= Francis Shepherd (diplomat) =

British diplomat

Sir Francis Michie Shepherd, KBE, CMG (6 January 1893 – 15 May 1962) was a British diplomat. He was the British envoy to Finland, Persia, and Poland.

== Biography ==
The son of Francis Shepherd, Shepherd was educated at Oakfield School, University College School and Grenoble University. During the First World War, he served in the Royal Field Artillery in France, Mesopotamia. He also saw service in the Third Anglo-Afghan War. Having been commissioned in the Special Reserve in 1915, he resigned in 1920 with the rank of captain.
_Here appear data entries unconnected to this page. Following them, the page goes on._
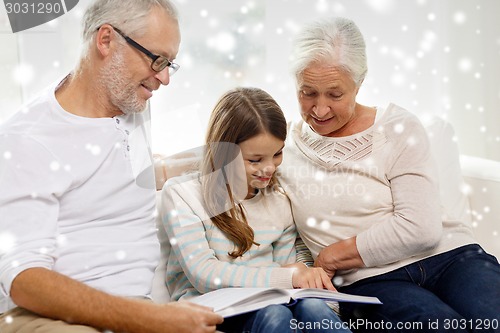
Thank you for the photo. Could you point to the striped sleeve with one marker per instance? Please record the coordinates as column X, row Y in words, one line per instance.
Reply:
column 183, row 217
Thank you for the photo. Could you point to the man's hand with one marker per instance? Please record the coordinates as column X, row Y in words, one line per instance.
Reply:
column 339, row 255
column 310, row 277
column 185, row 317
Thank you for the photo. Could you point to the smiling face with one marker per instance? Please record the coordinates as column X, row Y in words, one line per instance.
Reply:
column 128, row 77
column 262, row 154
column 327, row 98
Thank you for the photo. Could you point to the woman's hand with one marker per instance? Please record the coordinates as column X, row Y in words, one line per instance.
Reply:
column 310, row 277
column 340, row 255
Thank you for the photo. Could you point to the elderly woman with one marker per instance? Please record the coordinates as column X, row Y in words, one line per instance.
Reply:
column 364, row 193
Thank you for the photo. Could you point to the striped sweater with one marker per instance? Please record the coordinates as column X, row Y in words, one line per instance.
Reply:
column 199, row 260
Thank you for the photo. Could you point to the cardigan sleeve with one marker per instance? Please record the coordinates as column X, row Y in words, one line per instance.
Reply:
column 415, row 225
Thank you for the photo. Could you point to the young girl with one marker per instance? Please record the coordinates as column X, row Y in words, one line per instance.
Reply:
column 230, row 225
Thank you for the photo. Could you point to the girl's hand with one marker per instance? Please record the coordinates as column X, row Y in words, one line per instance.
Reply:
column 310, row 277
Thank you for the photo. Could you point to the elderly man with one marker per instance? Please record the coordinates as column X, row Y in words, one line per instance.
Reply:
column 77, row 186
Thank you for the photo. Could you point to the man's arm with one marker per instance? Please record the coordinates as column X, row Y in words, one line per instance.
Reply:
column 53, row 295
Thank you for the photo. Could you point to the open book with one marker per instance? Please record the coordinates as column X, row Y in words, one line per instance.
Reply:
column 233, row 301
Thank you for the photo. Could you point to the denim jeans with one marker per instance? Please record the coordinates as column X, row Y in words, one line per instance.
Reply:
column 456, row 291
column 306, row 315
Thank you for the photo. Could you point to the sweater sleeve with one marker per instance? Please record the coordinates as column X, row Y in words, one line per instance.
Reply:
column 183, row 217
column 415, row 225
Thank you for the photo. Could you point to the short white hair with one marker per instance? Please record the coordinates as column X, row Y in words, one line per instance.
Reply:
column 127, row 15
column 333, row 41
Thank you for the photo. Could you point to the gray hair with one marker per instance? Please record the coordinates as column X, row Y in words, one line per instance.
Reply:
column 127, row 15
column 334, row 41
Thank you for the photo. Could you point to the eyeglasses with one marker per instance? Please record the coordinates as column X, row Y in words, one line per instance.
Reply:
column 158, row 62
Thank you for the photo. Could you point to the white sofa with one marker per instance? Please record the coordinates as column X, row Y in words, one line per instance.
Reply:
column 470, row 190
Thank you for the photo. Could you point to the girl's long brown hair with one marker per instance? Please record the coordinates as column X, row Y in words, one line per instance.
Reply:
column 239, row 115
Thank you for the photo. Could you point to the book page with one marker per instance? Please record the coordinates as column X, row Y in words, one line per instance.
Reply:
column 223, row 298
column 331, row 295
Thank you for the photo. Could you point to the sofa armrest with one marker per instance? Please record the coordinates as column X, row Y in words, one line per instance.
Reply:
column 482, row 177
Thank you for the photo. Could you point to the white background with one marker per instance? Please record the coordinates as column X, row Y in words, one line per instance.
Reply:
column 433, row 57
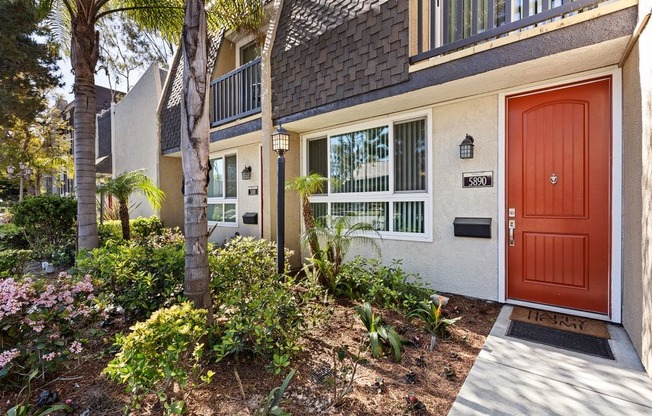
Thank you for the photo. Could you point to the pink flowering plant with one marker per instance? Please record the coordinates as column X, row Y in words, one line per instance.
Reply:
column 42, row 322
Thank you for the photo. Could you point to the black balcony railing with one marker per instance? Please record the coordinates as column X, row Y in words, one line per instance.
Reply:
column 236, row 94
column 448, row 25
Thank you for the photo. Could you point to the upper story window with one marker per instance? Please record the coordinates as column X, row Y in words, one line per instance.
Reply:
column 223, row 190
column 377, row 175
column 441, row 26
column 249, row 52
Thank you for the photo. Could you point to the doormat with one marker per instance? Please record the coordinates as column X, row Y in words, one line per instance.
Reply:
column 561, row 339
column 561, row 321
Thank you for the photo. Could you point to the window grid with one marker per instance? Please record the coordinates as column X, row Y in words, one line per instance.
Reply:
column 222, row 191
column 406, row 200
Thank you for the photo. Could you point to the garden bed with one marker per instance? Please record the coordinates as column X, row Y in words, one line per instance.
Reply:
column 380, row 386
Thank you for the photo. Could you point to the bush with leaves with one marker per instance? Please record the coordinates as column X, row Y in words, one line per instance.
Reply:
column 12, row 262
column 43, row 323
column 431, row 314
column 368, row 280
column 257, row 311
column 47, row 236
column 12, row 237
column 380, row 336
column 140, row 276
column 162, row 355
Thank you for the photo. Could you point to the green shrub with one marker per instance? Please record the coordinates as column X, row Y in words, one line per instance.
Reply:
column 12, row 262
column 49, row 224
column 368, row 280
column 380, row 336
column 12, row 237
column 145, row 228
column 163, row 351
column 257, row 311
column 141, row 278
column 142, row 230
column 109, row 231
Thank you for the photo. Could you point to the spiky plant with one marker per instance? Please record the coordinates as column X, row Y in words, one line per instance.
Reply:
column 122, row 186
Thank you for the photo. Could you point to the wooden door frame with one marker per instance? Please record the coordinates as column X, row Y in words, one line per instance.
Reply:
column 615, row 268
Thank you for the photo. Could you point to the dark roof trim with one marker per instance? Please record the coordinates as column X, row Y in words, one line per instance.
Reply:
column 604, row 28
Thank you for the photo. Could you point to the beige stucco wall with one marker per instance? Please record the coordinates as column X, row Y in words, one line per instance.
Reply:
column 169, row 181
column 637, row 194
column 135, row 136
column 462, row 265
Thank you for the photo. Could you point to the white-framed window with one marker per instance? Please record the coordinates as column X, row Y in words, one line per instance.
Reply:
column 223, row 190
column 378, row 174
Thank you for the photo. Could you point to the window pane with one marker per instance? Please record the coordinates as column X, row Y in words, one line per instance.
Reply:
column 231, row 177
column 216, row 182
column 410, row 156
column 216, row 212
column 373, row 213
column 318, row 157
column 319, row 210
column 360, row 161
column 409, row 217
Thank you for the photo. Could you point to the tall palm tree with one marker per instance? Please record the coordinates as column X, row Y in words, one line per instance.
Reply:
column 123, row 186
column 76, row 23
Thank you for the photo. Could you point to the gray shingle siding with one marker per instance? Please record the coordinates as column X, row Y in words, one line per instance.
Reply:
column 328, row 51
column 170, row 113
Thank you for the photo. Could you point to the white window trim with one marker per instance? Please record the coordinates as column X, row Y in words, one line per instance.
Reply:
column 387, row 196
column 224, row 200
column 239, row 45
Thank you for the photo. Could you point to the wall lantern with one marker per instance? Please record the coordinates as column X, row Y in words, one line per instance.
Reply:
column 466, row 148
column 280, row 144
column 280, row 140
column 246, row 173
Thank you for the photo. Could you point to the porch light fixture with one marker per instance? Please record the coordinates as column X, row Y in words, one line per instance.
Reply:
column 280, row 140
column 466, row 148
column 280, row 144
column 246, row 173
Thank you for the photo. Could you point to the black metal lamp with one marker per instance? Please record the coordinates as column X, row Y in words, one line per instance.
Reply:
column 466, row 148
column 280, row 140
column 246, row 173
column 280, row 144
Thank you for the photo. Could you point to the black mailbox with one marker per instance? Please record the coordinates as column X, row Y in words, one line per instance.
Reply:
column 250, row 218
column 472, row 227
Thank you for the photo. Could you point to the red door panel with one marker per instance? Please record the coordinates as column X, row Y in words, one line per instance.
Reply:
column 558, row 183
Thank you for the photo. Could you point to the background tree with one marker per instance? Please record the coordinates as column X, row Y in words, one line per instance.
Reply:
column 27, row 62
column 42, row 143
column 125, row 48
column 122, row 186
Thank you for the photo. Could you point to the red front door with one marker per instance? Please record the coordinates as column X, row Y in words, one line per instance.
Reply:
column 558, row 196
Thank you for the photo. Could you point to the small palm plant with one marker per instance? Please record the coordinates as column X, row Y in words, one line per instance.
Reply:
column 379, row 335
column 306, row 186
column 337, row 234
column 431, row 314
column 122, row 186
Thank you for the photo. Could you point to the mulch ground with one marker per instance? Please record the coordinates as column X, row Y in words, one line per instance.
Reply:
column 380, row 386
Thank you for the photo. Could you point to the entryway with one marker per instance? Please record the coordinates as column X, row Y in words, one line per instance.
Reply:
column 558, row 198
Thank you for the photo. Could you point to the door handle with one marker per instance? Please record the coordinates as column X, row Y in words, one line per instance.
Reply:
column 512, row 227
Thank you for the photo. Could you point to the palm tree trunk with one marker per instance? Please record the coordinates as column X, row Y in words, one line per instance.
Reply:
column 84, row 59
column 194, row 154
column 124, row 219
column 267, row 126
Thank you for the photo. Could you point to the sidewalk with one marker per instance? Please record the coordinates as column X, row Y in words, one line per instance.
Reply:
column 516, row 377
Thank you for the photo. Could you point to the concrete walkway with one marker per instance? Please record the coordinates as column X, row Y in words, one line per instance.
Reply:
column 516, row 377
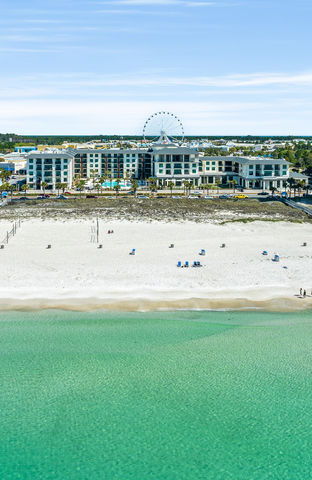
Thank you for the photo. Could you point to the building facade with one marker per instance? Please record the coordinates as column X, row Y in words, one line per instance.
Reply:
column 165, row 163
column 248, row 172
column 50, row 167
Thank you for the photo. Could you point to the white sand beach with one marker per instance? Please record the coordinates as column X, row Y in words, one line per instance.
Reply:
column 76, row 274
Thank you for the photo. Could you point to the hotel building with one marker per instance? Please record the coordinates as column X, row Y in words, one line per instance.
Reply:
column 165, row 163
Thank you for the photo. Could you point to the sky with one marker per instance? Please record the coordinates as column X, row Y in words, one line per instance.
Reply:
column 223, row 67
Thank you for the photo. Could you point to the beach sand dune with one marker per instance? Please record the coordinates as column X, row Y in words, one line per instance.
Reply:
column 76, row 274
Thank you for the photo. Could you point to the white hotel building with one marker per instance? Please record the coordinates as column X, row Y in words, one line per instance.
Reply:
column 165, row 163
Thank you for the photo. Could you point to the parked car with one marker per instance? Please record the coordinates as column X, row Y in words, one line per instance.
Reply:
column 224, row 196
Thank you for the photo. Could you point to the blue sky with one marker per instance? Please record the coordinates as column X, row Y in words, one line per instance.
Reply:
column 225, row 67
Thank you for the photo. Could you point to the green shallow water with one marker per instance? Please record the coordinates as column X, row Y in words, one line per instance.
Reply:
column 166, row 395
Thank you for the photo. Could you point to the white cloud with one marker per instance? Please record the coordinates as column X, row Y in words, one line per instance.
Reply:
column 126, row 117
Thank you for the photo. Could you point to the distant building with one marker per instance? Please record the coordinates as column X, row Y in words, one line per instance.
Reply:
column 24, row 149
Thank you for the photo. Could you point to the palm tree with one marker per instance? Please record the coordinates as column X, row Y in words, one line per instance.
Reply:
column 189, row 186
column 300, row 185
column 98, row 187
column 44, row 185
column 185, row 182
column 218, row 183
column 11, row 189
column 171, row 185
column 134, row 185
column 81, row 185
column 102, row 180
column 25, row 187
column 93, row 176
column 58, row 185
column 290, row 183
column 233, row 183
column 117, row 188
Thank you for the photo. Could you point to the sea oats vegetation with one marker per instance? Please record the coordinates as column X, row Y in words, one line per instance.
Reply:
column 153, row 209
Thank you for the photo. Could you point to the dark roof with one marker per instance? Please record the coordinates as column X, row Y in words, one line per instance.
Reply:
column 298, row 175
column 109, row 151
column 249, row 161
column 175, row 151
column 37, row 154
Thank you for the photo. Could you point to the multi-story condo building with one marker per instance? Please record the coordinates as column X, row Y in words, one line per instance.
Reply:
column 166, row 163
column 176, row 164
column 118, row 163
column 50, row 167
column 249, row 172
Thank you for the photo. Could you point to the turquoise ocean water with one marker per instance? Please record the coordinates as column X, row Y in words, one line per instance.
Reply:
column 163, row 395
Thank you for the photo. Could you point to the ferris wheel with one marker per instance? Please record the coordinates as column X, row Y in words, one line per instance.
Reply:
column 163, row 127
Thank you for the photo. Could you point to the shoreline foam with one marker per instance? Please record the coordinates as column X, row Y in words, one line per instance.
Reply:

He was appointed to the Consular Service in 1920, and served at San Francisco, Buenos Ayres, Lima, Antwerp and Hamburg. He was chargé d’affaires at Port-au-Prince in 1932. in charge of the British Legation at San Salvador in 1934, Minister Resident and Consul to Haiti from 1935 to 1937, Acting Consul-General at Barcelona in March–May 1938, Consul at Dresden in 1938–39; Acting Consul-General at Danzig in July–August 1939. Returning to the United Kingdom on the outbreak of the Second World War, he was employed in the Foreign Office from October 1939 to February 1940, before being appointed Counsellor of Legation and Consul-General at Reykjavik in 1940–42, and at Leopoldville, Belgian Congo, in 1942.

From 1944 to 1947, Shepherd was British Political Representative in Finland, with the rank of Minister. He was British Consul-General for the Netherlands East Indies at Batavia from 1947 to 1949. He was British Ambassador to Persia from 1950 to 1952, and British Ambassador to Poland from 1952 to 1954, when he retired.

In retirement, he married Mrs Barbara Bayntun Fairbairn-Crawford in 1960. His unpublished memoirs are held at the University of Oxford. He died in 1962.

== Honours ==
Shepherd was appointed MBE in 1932, OBE in 1941, CMG in 1946, and KBE in 1948. He was appointed a Grand Officer of the Persian Order of Hamayoun in 1951.